The dimly lit room was like an amphitheatre, with rows of seats rising above the centre floor. The middle of the room was raised to accommodate a ring of tables, a raised stage in the centre of the ring. It was like being inside of an upside-down beehive. The front half of the table ring was occupied by about two dozen people, seated on chairs that were like benches. Ethravaim sat in the middle of the throng, an empty seat beside him. When Shaethan cracked open the creaking door, the low chatter ceased and Ethravaim turned to him, wordlessly beckoning him toward the empty seat. Shaethan tripped on the last step before taking his seat, and banged his knee on a table leg as he scooted his bench seat-forward. Discreet coughs and cleared throats broke the silence that followed.
Ethravaim stared at Shaethan as though trying to decide something. Finally, he rose from his seat and climbed the second set of steps up to the stage. After another hard look at Shaethan, he began to speak.

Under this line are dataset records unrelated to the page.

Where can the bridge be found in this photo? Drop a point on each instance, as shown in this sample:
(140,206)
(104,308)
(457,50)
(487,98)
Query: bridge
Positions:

“War Council affiliates, we are congregated here today to continue our deliberation on behalf of King Tenavrais and the Security Council. The King desires a war with Despartus due to the fruitless treaty negotiations and the generations-long stranglehold on meiren goods that the nation has maintained. Along with that, Orelan Wespiser has been little more than a garbage dump for Despartan exiles, such that at this time…”
Garbage dump for Despartan exiles. Shaethan began to shiver, remembered his time in prison before being deported to Wespiser, remembered the fear, the uncertainty of the new, hostile land. He rubbed his ring finger even harder, blocking out the Voices that weren’t really there: Failure, failure, you will pay.
I haven’t even tried yet, he pleaded with his imagination.
The elderly councillor seated beside Shaethan touched his arm. “Are you alright, friend?”
Shaethan jerked out of his distraction. “Sorry,” he muttered. “Hippopotomonstrosesquippedaliophobia.”
The councilman stifled their assenting laughs.
Ethravaim droned on. “Furthermore, it has come to our knowledge that the sovereigns of Rolo have fallen ill of favour with the…um…Despartans. Consequently, King Cuahalm has informed me that they will be amalgamating themselves with us posthaste…”
“Fear of big words,” Shaethan explained, risking a smile.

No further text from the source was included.